Interesting point of view noigmn I can definitely relate to what you are saying.
I read 4w5s aren't the greatest relationship makers, so I fit that.
Yeah, ditto. Whether it's friends or the dating world I suck. When I was younger I had no problem making friends because people seemed to be drawn to me and I let them. I think over the years and having a better understanding of the world has hardened me in some ways, so now I'm cautious about everyone and everything.
They can be yelling and screaming at me, and sometimes it's just like watching a movie. I react if they need some emotional cue to help them calm down and be quiet.
I like how you described these moments. I do tend to sit back and let the other person rant about whatever so they look foolish in the end. And I will only express my opinions in a heated rage if they start stomping on mine.

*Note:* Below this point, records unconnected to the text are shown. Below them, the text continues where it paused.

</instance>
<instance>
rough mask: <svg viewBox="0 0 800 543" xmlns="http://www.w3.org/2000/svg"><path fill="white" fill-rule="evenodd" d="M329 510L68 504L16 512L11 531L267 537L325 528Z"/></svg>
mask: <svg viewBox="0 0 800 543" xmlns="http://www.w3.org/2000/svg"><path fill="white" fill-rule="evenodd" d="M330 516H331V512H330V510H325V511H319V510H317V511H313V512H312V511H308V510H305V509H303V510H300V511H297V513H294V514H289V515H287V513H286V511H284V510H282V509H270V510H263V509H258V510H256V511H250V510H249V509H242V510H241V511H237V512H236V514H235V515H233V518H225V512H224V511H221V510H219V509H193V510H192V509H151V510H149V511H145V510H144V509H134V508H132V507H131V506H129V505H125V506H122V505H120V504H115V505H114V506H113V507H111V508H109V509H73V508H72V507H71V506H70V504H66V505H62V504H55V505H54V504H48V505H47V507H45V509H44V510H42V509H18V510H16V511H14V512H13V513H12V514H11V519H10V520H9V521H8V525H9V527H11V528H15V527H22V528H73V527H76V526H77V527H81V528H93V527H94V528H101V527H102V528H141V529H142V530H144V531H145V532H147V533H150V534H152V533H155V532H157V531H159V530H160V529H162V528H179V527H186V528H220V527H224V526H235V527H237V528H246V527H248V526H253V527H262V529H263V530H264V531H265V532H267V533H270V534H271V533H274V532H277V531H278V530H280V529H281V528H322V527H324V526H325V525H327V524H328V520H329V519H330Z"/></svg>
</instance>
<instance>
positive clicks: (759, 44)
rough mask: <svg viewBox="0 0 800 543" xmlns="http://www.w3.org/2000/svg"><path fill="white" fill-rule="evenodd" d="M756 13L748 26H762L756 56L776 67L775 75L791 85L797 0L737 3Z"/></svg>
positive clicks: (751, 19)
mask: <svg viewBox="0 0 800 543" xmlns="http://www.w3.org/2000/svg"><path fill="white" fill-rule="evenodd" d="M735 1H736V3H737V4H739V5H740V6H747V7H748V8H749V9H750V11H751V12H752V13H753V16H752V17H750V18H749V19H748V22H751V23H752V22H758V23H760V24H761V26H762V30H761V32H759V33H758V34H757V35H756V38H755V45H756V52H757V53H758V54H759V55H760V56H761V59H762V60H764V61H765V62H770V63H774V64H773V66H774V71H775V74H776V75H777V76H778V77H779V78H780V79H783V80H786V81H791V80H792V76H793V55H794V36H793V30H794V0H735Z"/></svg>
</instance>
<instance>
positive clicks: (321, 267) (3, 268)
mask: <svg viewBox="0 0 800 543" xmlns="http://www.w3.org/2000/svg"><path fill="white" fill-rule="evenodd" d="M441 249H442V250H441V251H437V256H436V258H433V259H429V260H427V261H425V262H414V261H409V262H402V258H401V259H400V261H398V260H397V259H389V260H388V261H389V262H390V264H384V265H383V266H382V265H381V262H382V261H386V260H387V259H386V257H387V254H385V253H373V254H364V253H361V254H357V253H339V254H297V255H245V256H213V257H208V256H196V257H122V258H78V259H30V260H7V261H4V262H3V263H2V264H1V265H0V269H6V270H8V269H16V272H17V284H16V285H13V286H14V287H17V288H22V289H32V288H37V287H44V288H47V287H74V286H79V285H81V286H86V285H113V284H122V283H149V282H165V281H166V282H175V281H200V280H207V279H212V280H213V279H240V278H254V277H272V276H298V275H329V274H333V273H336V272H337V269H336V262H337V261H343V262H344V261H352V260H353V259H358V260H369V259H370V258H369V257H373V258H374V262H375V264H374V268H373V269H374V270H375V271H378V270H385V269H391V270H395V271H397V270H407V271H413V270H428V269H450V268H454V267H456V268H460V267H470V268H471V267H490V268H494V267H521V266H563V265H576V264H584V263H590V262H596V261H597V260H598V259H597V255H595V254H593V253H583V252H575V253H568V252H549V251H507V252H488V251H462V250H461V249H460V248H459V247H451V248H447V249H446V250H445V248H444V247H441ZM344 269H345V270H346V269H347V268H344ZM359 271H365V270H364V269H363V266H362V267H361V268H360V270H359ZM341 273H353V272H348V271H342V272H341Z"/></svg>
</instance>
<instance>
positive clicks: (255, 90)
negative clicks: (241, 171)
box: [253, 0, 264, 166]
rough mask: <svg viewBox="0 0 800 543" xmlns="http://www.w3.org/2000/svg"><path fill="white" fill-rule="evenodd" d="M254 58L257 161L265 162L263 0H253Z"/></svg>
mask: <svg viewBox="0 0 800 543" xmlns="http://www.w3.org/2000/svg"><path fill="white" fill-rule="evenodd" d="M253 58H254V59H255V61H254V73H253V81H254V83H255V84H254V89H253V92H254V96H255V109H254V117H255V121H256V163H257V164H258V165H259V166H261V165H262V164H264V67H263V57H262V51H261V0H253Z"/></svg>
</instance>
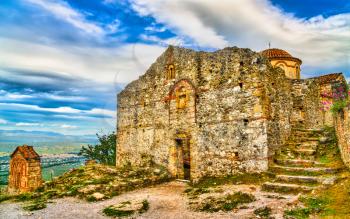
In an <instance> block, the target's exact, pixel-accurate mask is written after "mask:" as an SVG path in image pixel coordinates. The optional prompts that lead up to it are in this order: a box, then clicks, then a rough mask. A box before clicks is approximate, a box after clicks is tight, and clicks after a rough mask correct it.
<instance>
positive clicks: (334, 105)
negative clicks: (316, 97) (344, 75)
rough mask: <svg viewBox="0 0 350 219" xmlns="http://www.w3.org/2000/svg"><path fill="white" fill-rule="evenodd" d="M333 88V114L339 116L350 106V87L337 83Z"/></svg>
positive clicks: (346, 85) (332, 110)
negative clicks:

I just strive for a mutuality that never quite exists. Like I want the connection on another level to feel complete. I always feel close though, and feel a pretty pure love when I like someone, and it tends to make me a better person in all parts of my life for a while. Last few times, I've been the one to walk off though. Things work well and I'm bored of it.
I understand this completely. I have done this with many friendships in the past. Sometimes it just doesn't seem worth it to put so much effort when you're not getting anything in return. As for relationships and dating I have done the same thing. I guess that's where I'm inept because I place people on pedestals and not always with me realizing it.
Maybe I'm a little depressed. Though I still hit the highs well whenever I get the chance, so not really depressed, just in need of something new to kick me into life again.
I think I'm in that boat too. I have more down than up these days. However, most people wouldn't know by looking at me. I have perfected my stoic 'game' face for years. At first glance you wouldn't know that I'm slowly dying from rage inside. I try to take those high moments anyway I can by making an effort to keep myself busy everyday.
What are you like in general that would help me confirm 4w5? What is a 4w5 like?
Well, I think the feeling of not belonging anywhere consumes me. I do feel strangely out of place when I'm around people. I just don't fit the typical human criteria, I guess. I'm in no way stuck up, but I feel as if everything around me isn't as important as everyone says it is and somehow I deserve something different. Not something of a higher or greater value, just not this life. Not to sound dramatic, but sometimes I do feel like I'm drowning. I get a lot of panic attacks during the week along with severe migraines.
I guess the main difference from a healthy and unhealthy 4w5 is the sulking, lol. Unhealthy 4w5's will most likely dwell even further into their dark moments, sort of like living side by side with the world in a dark shell of their own. Even though I'm not overly fantasy prone I'm constantly thinking of having a different life in great detail and specifics. I think I do possess traits for an unhealthy INFP in general.
I read this description about 4w5's and this fits me to a T.
depressed, feels invisible, nihilistic, reveals little about self, fragile, dark, bizarre, feels undesirable, reclusive, weird, irritable, frequently second guesses self, unassertive, unsympathetic, low self control, observer, worrying, phobic, suspicious, unproductive, avoidant, negative, bad at saving money, emotionally sensitive, does not like to stand out, submissive, daydreamer
I'm also the sp/soc type and this just further adds to my personal issues.